Standardization is also needed for the means in which this reporting is
propagated through the system, such as upon spawning processes during the
pipeline execution. This led us to promote standardization for using environment
variables for context and baggage propagation between processes, another
important milestone that was recently approved and merged.

## OpenTelemetry: the natural home for CI/CD observability specification

This realization drove us to look for the right way to approach creating a
specification. OpenTelemetry emerges as the standard for telemetry generation
and collection. The OpenTelemetry specification is tasked with exactly this
problem: creating a common uniform and vendor-agnostic specification for
telemetry. And its support from the Cloud Native Computing Foundation (CNCF)
ensures it remains open and vendor-neutral. As long standing advocates of
OpenTelemetry, it only made sense to extend OpenTelemetry to cover this
important DevOps use case.

We started with an
[OpenTelemetry extension proposal (OTEP #223)](https://github.com/open-telemetry/oteps/pull/223)
a couple of years ago, proposing our idea to extend OpenTelemetry to cover the
CI/CD observability use case. In parallel, we’ve started a Slack channel on the
CNCF Slack to gather fellow enthusiasts behind the idea and start brainstorming
what that should look like. The Slack channel grew and we quickly discovered
that the problem is common across many organizations.

With the feedback from the Technical Oversight Committee and others within the
CNCF, we’ve taken the path of asking the mandate to start a dedicated Working
Group for the topic under OpenTelemetry’s Semantic Conventions SIG (SIG SemConv
in short). With their blessing, we
[launched the formal CI/CD Observability SIG](https://github.com/open-telemetry/community/blob/main/projects/ci-cd.md)
to formalize our previous Slack group discussions and goals.
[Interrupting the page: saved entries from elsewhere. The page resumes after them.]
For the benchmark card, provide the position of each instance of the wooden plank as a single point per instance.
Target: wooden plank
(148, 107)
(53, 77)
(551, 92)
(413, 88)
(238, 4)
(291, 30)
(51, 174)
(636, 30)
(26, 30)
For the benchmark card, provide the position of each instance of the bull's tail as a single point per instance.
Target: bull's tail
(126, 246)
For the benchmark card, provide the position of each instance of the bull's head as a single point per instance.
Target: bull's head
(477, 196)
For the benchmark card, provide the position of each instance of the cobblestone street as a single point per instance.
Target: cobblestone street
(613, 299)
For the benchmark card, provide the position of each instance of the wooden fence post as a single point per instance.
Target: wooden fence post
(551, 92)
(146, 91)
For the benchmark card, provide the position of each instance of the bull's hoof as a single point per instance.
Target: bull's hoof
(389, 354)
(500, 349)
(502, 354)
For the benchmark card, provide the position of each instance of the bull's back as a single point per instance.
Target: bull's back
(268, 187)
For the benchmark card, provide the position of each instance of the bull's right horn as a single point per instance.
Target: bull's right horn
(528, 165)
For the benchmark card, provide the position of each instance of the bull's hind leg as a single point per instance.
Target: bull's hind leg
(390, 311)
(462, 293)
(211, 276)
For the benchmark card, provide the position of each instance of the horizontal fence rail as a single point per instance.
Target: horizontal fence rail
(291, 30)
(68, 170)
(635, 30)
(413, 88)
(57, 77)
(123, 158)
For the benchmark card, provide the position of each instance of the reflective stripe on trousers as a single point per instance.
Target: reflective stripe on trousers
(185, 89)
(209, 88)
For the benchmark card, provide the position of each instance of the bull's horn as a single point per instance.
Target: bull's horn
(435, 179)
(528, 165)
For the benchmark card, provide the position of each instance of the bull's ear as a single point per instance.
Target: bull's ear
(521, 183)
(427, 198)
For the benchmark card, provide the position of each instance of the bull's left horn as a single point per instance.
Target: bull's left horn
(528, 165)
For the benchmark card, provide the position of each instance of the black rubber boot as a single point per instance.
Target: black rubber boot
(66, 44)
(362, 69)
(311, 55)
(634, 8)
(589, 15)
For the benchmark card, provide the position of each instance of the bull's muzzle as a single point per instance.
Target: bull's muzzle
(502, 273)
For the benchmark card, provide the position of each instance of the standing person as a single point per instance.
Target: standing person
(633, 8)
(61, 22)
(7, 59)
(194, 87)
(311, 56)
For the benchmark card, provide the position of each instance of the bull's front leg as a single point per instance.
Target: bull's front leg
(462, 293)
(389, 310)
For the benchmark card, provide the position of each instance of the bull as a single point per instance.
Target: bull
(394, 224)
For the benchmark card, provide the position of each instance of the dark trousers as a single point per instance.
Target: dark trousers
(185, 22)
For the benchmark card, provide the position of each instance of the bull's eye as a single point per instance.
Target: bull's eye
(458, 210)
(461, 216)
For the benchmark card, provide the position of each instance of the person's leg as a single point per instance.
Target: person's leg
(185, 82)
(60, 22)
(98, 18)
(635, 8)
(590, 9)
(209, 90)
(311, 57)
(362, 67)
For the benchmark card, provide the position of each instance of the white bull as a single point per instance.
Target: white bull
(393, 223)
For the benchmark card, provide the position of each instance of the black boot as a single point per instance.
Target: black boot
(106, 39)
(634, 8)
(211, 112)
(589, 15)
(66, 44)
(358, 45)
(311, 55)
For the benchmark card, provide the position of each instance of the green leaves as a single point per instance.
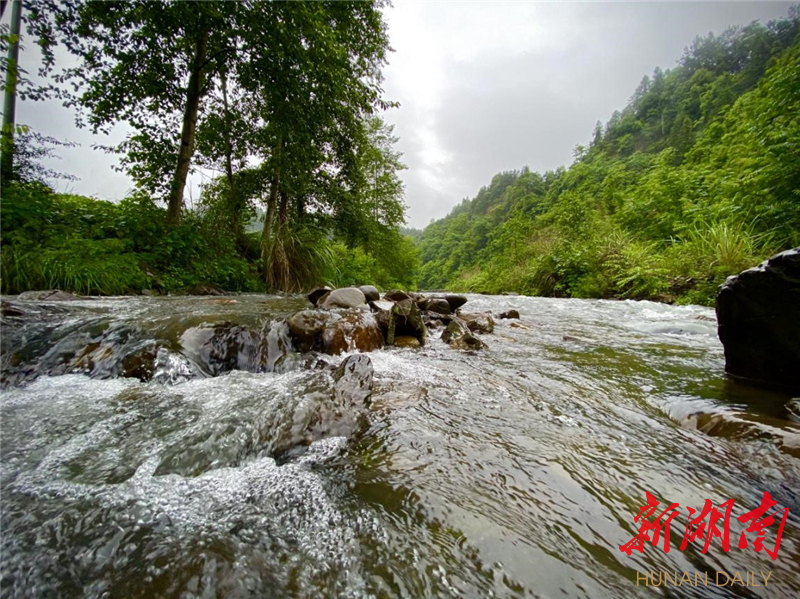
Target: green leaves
(696, 179)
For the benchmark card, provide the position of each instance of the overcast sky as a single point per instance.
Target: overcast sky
(483, 87)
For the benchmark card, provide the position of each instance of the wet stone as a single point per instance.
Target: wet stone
(317, 294)
(395, 295)
(346, 297)
(509, 314)
(355, 330)
(479, 322)
(371, 293)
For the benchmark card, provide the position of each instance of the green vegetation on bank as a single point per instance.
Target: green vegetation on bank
(279, 98)
(696, 179)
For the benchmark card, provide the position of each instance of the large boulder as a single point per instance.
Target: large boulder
(407, 321)
(758, 312)
(355, 330)
(318, 294)
(439, 305)
(50, 295)
(395, 295)
(371, 293)
(455, 301)
(478, 322)
(346, 297)
(406, 341)
(305, 328)
(399, 319)
(458, 336)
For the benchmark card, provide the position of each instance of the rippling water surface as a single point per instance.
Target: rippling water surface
(512, 472)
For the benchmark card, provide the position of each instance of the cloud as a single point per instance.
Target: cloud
(487, 87)
(483, 86)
## OpenTelemetry’s CI/CD Observability SIG

Since November of 2023, the SIG has been actively working to develop the
standard for semantics around CI/CD observability in collaboration with experts
from multiple companies and open source projects. At its inception, we decided
to focus on a few key areas for 2024:

- An initial set of common attributes across CI/CD systems.
- Develop prototype(s) to include both holistic and signal-specific attributes.
- Carry forward the proposal to add environment variables as context propagators
to the OpenTelemetry specification (OTEP #258).
- A strategy for bridging OpenTelemetry conventions with
[CDEvents](https://cdevents.dev/docs/) and
[Eiffel](https://eiffel-community.github.io/).

At first, our SIG met during the larger Semantic Conventions Working Group
meetings every Monday. This provided a good opportunity for us to get our
bearings as we researched and discussed how we would accomplish the goals on our
roadmap. This also enabled us to get to know many members of the larger
OpenTelemetry community, solicit feedback on our designs, and get direction on
how to proceed. The OpenTelemetry Semantic Convention Working Group has been
extraordinarily supportive of the CI/CD initiative.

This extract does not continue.